Do you ever feel like life is way more uncertain than you would like? Do you ever find yourself making a list simply because it makes something feel concrete in your life? Or maybe just taking slow deep breaths to steady a heartbeat that won’t stop skittering too fast because you don’t know what life will look like tomorrow or a month from tomorrow?
2014 has been the most unexpected year.
By nature, I’m a planner. I like things to be settled, organized, and certain. I can do spontaneity, but I like it within the time that I set aside for it. Yes, planned spontaneity. Is that an oxymoron? Please don’t tell me because I like my safe spontaneity.
Whatever my expectations were at the beginning of the year, they were completely blown out of the water. I think I’ll keep expectations shelved as I head into 2015.

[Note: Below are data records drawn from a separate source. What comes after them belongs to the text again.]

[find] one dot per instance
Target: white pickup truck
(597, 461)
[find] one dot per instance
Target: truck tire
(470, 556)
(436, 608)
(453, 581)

To the All-Knowing God for Whom There is No Uncertainty,
I lay the mess of fears for the future and present into your hands because you keep showing up in my life with deep breaths and long sighs. I can rely on you.
Will you look into the future for me, climbing above the wall that blocks my view of the road ahead and shouting down from the height some directions for how best to move forward? My muscles are sore from the days past and shaking with every step. I look to you, waiting for your words of guidance and reassuring shout.
May gratitude be my companion as I step-by-step follow your wall-shouts from above.